A ‘Daddyless Daughter’ Reflects: Oprah’s Lifeclass
When daddy isn’t there a daughter becomes a woman with a void.
During Oprahs’ highly talked about discussion on “daddyless daughters,” Iyanla Vanzant named three ways women become fatherless:
1). When daddy is there, but not present: women ache to be seen and acknowledged.
2). When daddy was never there: women fantasize about what it would’ve been if daddy was there. They miss him and blame themselves for his absence.
3). When daddy was once there and is now gone due to divorce, death, abandonment: this creates a yearning to fill a void. It is a hole that nothing seems to ever fill.
I fall into category three.
My Daddyless Start
I was raised in a two-parent home up until my parents divorced when I was 13 years old. Instantly, my family dynamic shifted. I went from being a spoiled daddy's girl (I am my parents’ only child together and my father’s youngest of five) to being raised by a single mother. We moved from our suburban home to the city and life as I knew it changed.
Estranged from Dad
My relationship with my father became estranged and still remains that way. My mother divorced him and, as far as he was concerned, I was my mother’s child, so basically, he divorced me too. (At least that’s how I perceive it.) I would see my dad three times over the next 14 years. Each time our interactions would result in him blaming me for our strained relationship. This never bothered me, though. He has an estranged relationship with all of his kids.

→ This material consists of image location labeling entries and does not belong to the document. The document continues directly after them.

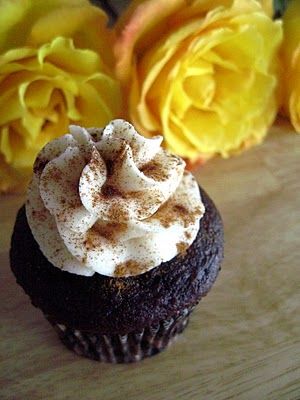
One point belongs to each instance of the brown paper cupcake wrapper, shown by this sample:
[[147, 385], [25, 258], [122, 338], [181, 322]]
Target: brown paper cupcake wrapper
[[131, 347]]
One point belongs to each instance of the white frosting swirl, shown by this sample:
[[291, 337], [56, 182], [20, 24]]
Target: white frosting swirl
[[111, 201]]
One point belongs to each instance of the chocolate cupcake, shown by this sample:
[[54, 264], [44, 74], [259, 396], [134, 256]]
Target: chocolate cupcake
[[116, 244]]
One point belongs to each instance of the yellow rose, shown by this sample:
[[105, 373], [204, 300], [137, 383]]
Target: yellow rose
[[291, 63], [55, 63], [201, 72]]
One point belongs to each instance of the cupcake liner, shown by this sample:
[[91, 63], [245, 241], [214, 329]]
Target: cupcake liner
[[128, 348]]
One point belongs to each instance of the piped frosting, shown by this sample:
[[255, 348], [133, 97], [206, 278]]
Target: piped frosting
[[111, 201]]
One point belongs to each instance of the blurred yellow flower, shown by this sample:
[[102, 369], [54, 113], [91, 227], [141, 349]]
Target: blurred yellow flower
[[201, 72], [55, 63], [291, 63]]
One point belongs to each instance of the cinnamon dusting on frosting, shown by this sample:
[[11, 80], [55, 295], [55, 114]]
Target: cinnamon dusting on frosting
[[110, 195], [154, 170]]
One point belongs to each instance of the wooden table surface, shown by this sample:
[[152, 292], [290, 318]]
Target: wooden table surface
[[243, 341]]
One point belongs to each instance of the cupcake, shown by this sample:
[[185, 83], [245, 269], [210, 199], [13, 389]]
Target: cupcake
[[116, 243]]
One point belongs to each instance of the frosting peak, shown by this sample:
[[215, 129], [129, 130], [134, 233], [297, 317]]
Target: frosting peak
[[107, 201]]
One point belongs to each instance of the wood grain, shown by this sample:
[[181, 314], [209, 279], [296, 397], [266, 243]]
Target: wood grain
[[243, 339]]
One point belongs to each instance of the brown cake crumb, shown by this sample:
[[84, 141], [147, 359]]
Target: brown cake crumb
[[130, 267], [182, 248], [154, 170]]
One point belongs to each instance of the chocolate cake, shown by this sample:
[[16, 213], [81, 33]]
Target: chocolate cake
[[116, 243], [117, 306]]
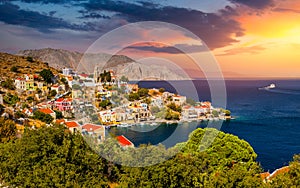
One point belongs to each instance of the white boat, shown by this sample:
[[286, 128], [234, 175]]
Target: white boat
[[271, 86]]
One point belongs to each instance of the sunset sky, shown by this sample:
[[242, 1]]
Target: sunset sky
[[249, 38]]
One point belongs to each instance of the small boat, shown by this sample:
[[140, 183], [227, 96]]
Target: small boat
[[271, 86]]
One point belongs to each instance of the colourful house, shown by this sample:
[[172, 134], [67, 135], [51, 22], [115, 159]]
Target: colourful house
[[96, 131], [73, 126], [63, 104]]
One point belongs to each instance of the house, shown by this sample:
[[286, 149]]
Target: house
[[108, 117], [179, 100], [157, 101], [28, 111], [133, 88], [73, 126], [20, 83], [48, 111], [124, 142], [189, 112], [58, 88], [266, 176], [29, 77], [96, 131], [63, 104], [83, 76], [67, 71]]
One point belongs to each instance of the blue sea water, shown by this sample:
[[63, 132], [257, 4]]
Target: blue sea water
[[268, 119]]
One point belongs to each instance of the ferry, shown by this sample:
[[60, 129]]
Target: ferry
[[271, 86]]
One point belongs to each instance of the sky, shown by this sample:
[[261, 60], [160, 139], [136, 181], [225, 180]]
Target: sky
[[247, 38]]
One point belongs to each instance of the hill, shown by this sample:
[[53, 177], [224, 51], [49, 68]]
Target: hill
[[122, 65], [13, 66]]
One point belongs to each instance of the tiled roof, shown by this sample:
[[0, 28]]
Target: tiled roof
[[46, 110], [123, 141], [71, 124], [91, 127]]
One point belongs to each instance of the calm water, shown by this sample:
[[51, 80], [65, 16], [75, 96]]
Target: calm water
[[268, 120]]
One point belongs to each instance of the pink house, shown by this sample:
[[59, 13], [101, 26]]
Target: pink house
[[63, 104]]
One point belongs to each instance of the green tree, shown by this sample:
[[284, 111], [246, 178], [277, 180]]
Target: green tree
[[105, 104], [14, 69], [8, 84], [30, 59], [8, 130], [64, 80], [161, 90], [215, 113], [43, 117], [53, 93], [51, 157], [47, 75]]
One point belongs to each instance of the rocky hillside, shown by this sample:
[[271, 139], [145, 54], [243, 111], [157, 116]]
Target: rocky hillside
[[122, 65], [14, 66]]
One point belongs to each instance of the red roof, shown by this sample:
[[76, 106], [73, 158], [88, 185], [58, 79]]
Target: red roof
[[91, 127], [59, 121], [59, 100], [84, 75], [46, 110], [123, 141], [71, 124]]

I don't consider myself a damaged woman because of my father’s absence. I don’t have low self-esteem, nor do I set low standards when it comes to men. I know my self-worth. I never went through a promiscuous phase; a bit of a rebellious phase in high school, though. I don’t even have negative viewpoints on men or relationships. As far as I can tell, I’m not searching to fill any void. But hearing the daddyless women on Oprah open up about their experiences and feelings moved me. It also made me question:
Am I as put together as I’d like to think? Have I suppressed my daddy issues all of these years? Maybe I really don’t have any? And if not, is that healthy?
I don’t have the answers to these questions but I can acknowledge that I've never truly explored my feelings about my father. I don’t recall when, but at some point I decided to not let his lack of involvement dictate who I am. Fourteen years later, my self-esteem is not damaged and my relationships aren’t toxic. But I have no real connection to the memories of my father when he was my “dad.”
I do feel like I’m constantly searching for something in life. For what, I am not sure. Maybe this is the void they speak of. Maybe it’s time to explore this.
How has your father affected your life? Share your story!